Invasive species impact ecosystems - a statement that does not lead to great debates, controversies or arguments. The amount or the type of impact on the other hand can raise the dander level and inspire emotional responses. How much impact does one Alaskan pike in a fishing hole near a salmon run have? If one has no impact, how about two? At what point do you think there is a problem? If one is not a problem and a fishing pond, now devoid of any species except for the small pike-fry that can never grow up, is a problem, at which point (number) did the species count move from no problem to a problem? One answer is that one species is too many, and that the best defense is early detection and rapid response (eradication).
Implementing this strategy requires knowledge of native species, and the a priori assumption that exotic alien species are not allowed until otherwise proved or held harmless to the system. What do we do about “novel” ecosystems that are the present result of human disturbance of the environment at a local level? We can try to repopulate the novel system with known natives, but that presents some unintended consequences of its own. For we either bring back the top predators, mountain lions in Washington, DC, for example, along with the beautiful butterflies and song birds or we create our own new partially “native” but non indigenous system, a novelty in and of itself.
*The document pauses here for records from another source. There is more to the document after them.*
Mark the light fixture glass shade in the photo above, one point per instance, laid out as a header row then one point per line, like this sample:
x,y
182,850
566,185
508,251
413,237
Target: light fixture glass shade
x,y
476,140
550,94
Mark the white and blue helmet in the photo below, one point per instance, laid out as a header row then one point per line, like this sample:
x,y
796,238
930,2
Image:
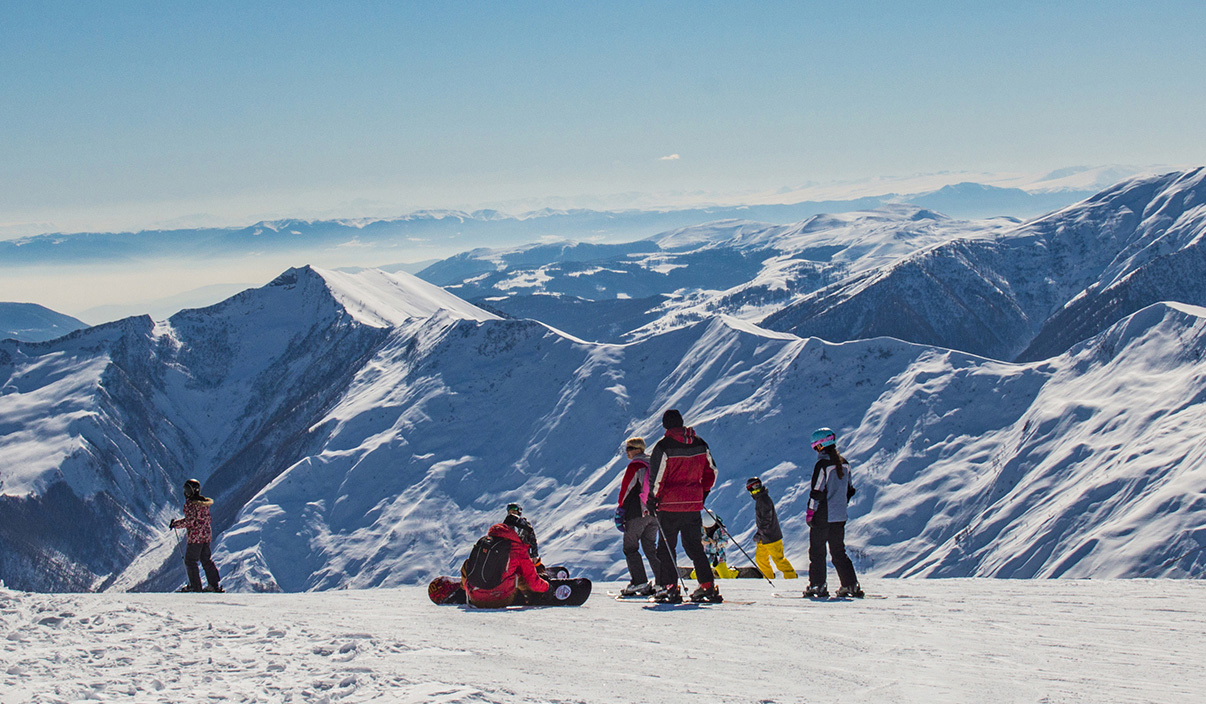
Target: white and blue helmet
x,y
824,438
And to confuse things further, native is defined by coordinates in space and time which assumes a level of carbon dioxide around 280ppm. What exactly is native at 380ppm of CO2 or even higher levels?
Measuring the impact of a non indigenous, non native, exotic, alien species assumes a negative quality or quantity. This assumption is based on human need for simplification and our tendencies to reduce all issues to a black or white, true or false set. A problem can be reduced to either 1 or 0, and invasive species are reduced to bad, negative or 0 in the general framing of invasion biology. Similarly climate change is framed as a negative physical phenomenon. And of course invasive species and climate change interact one with another adding another layer of complexity that our yes or no system tries to reduce.
The desire for simplification of complex non linear problems produces the wicked inconvenience of unexpected consequences and unintended outcomes. A classic case of this type of collision of desires is occurring as saltcedars invade riparian ecosystems of western North America. The enormity of the ecological change quickly lent itself to the all or nothing saltcedars are bad judgment with little or no argument. And yet, one species has found shelter in the saltcedar; under certain conditions, the southwestern subspecies of the willow flycatcher (SWWFC), Empidonax traillii extimus, whose natural range is being altered by changes in climate and by changes in vegetation, selects the invasive species for its nesting. The immediate problem of harm to an endangered species versus the long term harm of the invasive species to the native ecosystem is confused by the improbable use by one species of another. And efforts to control the invasion become entangled with desires to preserve another. The bad saltcedar now has some good within it, even while at the same time it should never have been allowed to establish in the first place. Saltcedars moreover can probably be controlled with the intentional introduction of yet more non native organisms in the form of insect species which will over time reduce the invasive species and allow the restoration of the native vegetation assuming that climate parameters do not change faster than the invasive species can be brought under control. In addition this introduction will create as a by-product more novelty in the natural system that we first set out to protect.
We are in fact gardening on a large scale. We are geo-engineering the landscape and the ecological systems in order to protect, enhance and preserve the resources and services that our native ecosystems even as they change before our eyes and beneath our feet. Each decision is not so much a good or bad choice but rather a combination of how much good and how much bad. We must come to terms with the concept of vagueness in nature, uncertainty in process, and the use of fuzzy logic when we need it to make informed choices.